How to print the file name by calling a function name in the file in python

Question

Here is a program based on CV screening. In this program I have given scoring for each CV to rank them. Now the output just gives me the scoring number I want in the output that it gives me the file name. The program is:

import re
import fitz
import os

# Create an array "zs[]" that store the score values
zs = []

# call the Resume files by calling the folder name
for filename in os.listdir('resume/'):

    # Select only PDF files
    if filename.endswith('.pdf'):
        print(filename)
        os.chdir('C:/Users/M. Abrar Hussain/Desktop/cv/resume')
        pdfFileObj = open(filename, 'rb')

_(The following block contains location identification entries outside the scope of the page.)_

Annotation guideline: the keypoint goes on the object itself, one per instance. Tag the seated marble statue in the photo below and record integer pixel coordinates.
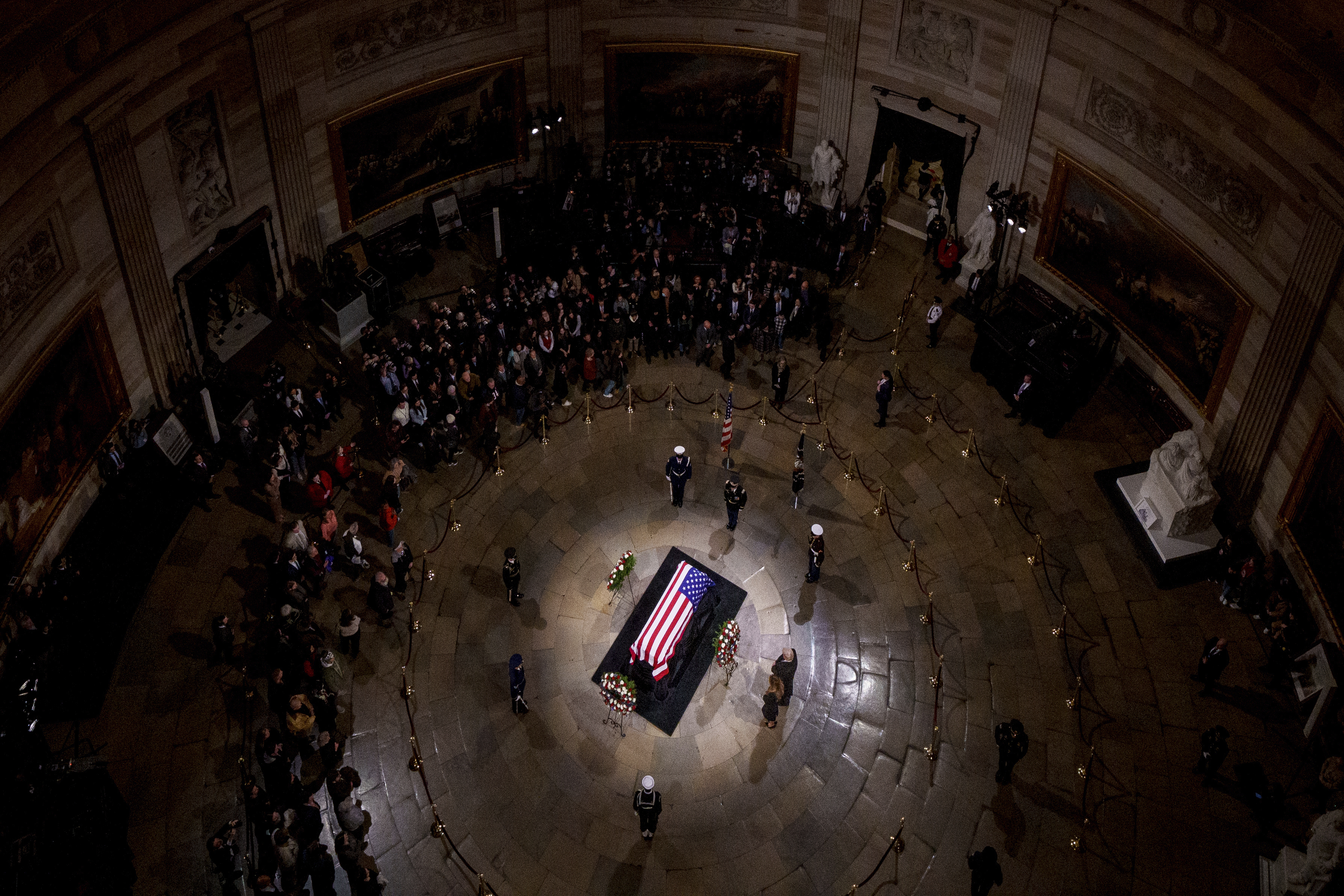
(1324, 852)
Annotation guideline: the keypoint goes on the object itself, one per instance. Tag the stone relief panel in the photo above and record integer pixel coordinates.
(388, 33)
(1198, 168)
(758, 7)
(32, 268)
(198, 158)
(937, 41)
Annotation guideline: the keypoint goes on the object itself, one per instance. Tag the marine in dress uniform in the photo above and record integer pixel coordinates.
(648, 804)
(816, 554)
(513, 576)
(735, 497)
(678, 471)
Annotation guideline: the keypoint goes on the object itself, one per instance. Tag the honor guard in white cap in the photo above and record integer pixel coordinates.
(678, 471)
(648, 802)
(816, 554)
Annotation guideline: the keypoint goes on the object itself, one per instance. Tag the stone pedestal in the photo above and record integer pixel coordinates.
(342, 324)
(1178, 516)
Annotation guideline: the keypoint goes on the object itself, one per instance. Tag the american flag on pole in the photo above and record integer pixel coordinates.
(726, 440)
(667, 624)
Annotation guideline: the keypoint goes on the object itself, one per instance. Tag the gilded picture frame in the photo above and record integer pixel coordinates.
(701, 93)
(1146, 277)
(1316, 492)
(32, 422)
(421, 139)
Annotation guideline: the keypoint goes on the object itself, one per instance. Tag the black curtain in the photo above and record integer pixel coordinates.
(921, 140)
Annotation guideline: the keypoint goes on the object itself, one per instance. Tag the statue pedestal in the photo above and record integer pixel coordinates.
(1179, 518)
(1174, 561)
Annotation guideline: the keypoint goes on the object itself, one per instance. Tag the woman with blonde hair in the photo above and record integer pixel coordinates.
(773, 695)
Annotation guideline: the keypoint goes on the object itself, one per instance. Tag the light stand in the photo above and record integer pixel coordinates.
(542, 123)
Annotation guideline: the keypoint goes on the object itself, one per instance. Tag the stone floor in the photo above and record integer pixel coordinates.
(542, 804)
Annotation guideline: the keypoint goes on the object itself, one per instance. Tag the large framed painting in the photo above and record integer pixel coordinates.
(701, 93)
(1314, 511)
(1147, 277)
(421, 139)
(51, 428)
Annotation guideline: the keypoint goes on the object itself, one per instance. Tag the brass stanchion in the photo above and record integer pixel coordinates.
(971, 444)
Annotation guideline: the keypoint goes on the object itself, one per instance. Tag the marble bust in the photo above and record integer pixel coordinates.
(1179, 488)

        # Extract the text Data from resume files
        with fitz.open(pdfFileObj) as doc:
            text = ""
            for page in doc:
                text += page.getText()
            print(text)

            # Splitting the Resume Data into many indexes of Array
            p = doc.loadPage(0)
            p_text = p.getText()
            p_lines = p_text.splitlines()

            # Split the information and the data
            split_lst = [i.split(': ', 1) for i in p_lines]
            d = {a: b.rstrip() for a, b in split_lst}

            # Naming the information part
            f = d["Name"]
            g = d["GPA"]
            h = d["Skills"]
            i = d["Experience"]
            p = re.findall(r"[-+]?\d*\.\d+|\d+", i)

            # search the keywords with the data that extract from resume
            search_keywords = ['Laravel', 'Java', 'Python']
            search_exp = ['1', '1.5', '2', '2.5', '3']
            search_gpa = ['2.5', '2.6', '2.7', '2.8', '2.9', '3.0', '3.1', '3.2', '3.3', '3.4', '3.5', '3.6', '3.7',
                          '3.8', '3.9', '4.0']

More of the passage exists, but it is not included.